Positive energies heading your way... Maybe you should get a puppy or something (then you'd have dog walking excerise in the park)...

The lunches you've been having at work seem pretty healthy to me if thats any consolation?
Yeah, you're right about the lunches. For the most part I eat really well if I'm at work. It's the meals I have at home that are atrocious.

If only I could walk the lizard.
I know that food habits are incredibly difficult to break. There is all that backsliding and pushing forward and making headway, only to backslide AGAIN, etc. ad infinitum...

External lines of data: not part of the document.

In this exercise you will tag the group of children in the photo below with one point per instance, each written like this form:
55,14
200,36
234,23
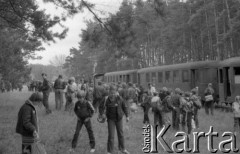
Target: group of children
183,105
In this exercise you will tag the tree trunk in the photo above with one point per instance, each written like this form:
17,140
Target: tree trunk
229,25
208,30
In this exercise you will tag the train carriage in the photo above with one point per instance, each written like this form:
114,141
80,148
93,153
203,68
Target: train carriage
121,76
98,78
184,76
229,79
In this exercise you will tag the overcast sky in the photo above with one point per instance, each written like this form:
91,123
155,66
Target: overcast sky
75,25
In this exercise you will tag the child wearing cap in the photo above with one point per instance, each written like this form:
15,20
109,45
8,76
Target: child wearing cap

I've been there, and it's not easy.

(also, mmmm, potato chips!!!)

So see how you can alter your food habits so that you feel like you're cheating but you're really not. Like, I eat organic corn chips with salsa that has no sugar (herdez brand). The vitamin c in the tomatoes and jalapenos help my body absorb the calcium and iron in the corn chips.

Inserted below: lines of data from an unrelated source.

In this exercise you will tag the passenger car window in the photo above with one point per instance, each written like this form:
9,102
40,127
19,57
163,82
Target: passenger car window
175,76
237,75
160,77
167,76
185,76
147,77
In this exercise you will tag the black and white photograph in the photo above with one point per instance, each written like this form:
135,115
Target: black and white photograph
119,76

And once a month, I'll gorge on ruffles plain potato chips (because that's MY weakness) -- I seem to crave SALT! right around when I start my period.

For other types of food, find healthier alternatives that are similar enough that you don't feel deprived but that won't kill your body. Feel free to ping me for ideas.

Are you a sweets person or a savoury person? From your comment about the chips, I'd say savoury, but it varies for me.


I would also suggest journaling/introspecting a bit to see why you make the food-related choices you do. I've found that there seems to be a high correlation between food and emotions, so maybe if you discover why you're resisting this (thoughts like 'I'm not worthy of good health,' for example), you may be able to push past the resistance.

*hugs*

you'll get through this and it'll get easier along the way (or differently difficult!).

But yes, since you're posting about this in the first place, you definitely have the ability to conquer it. I've found, in many instances, that naming the problem takes a lot of its power away.
Thank you so much! Yes, I'm a savoury type of gal. Not so big on the sweets and the salsa/corn chip thing is a great suggestion. We have a health food store just a few doors down that sells a GREAT natural, organic salsa too. I'm also a HUGE fan of guacamole!

I'm pretty it's the salt craving for me too and considering I've been on the pill non-stop (no periods) I can't help but wonder if that might just have any correlation. I've just recently decided to try going pill free (again) and see if I can get things...er... regulated.

Food and emotions are definitely linked...at least, I've realized that I make the "bad" choices when I'm tired, stressed, depressed or sick. I tend to journal regularly (almost daily) so it shouldn't be too hard to incorporate this into it.

Thanks again and I'll probably pick your brains later on down the road!